The physical layer is no longer about parsing or language semantics. It is about executable dataflow over batches.
---
## The planner's job
`QueryPlanner.createPhysicalPlan(plan)` recursively maps each logical operator to a runtime operator.
The mappings are intentionally readable:
- `Scan` -> `ScanExec`
- `Selection` -> `SelectionExec`
- `Projection` -> `ProjectionExec`
- `Aggregate` -> `HashAggregateExec`
- `Join` -> `HashJoinExec`
- `Limit` -> `LimitExec`
At the same time, it translates logical expressions into runtime expressions.

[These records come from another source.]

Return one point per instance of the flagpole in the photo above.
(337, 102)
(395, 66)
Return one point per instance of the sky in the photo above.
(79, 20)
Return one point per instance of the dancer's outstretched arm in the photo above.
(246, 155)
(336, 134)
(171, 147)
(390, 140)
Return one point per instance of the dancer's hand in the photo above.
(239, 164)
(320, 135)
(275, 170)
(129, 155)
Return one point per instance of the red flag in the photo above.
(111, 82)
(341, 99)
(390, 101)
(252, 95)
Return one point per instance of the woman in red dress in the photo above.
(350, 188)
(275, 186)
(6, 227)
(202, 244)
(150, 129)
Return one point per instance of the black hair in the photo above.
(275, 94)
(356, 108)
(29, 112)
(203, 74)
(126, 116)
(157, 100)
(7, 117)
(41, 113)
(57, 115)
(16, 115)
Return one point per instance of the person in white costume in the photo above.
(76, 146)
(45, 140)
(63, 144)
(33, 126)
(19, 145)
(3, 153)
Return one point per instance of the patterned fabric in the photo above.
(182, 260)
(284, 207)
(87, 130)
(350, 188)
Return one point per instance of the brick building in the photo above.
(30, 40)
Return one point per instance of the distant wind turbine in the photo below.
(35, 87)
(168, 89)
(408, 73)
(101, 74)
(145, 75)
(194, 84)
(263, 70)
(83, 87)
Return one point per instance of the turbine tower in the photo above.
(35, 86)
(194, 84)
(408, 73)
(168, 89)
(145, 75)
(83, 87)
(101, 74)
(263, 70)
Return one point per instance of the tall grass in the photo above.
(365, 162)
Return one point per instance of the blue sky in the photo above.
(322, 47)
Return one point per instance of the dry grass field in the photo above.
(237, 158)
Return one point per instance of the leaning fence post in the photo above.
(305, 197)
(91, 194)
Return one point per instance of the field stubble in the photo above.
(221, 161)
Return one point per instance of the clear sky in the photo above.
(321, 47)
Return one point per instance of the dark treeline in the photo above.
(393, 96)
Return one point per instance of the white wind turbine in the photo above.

This means physical planning has two distinct jobs:
1. choose operator implementations
2. lower logical expressions into executable expression evaluators
That split is worth keeping explicit in any engine design.
---
## Scan execution
`ScanExec` is the leaf physical operator.
Its job is simple:
- expose the projected schema
- delegate scanning to the underlying `DataSource`
- rely on the source to produce batches
This is also where projection pushdown becomes concrete. The operator receives a list of projected columns and passes that projection down to the source.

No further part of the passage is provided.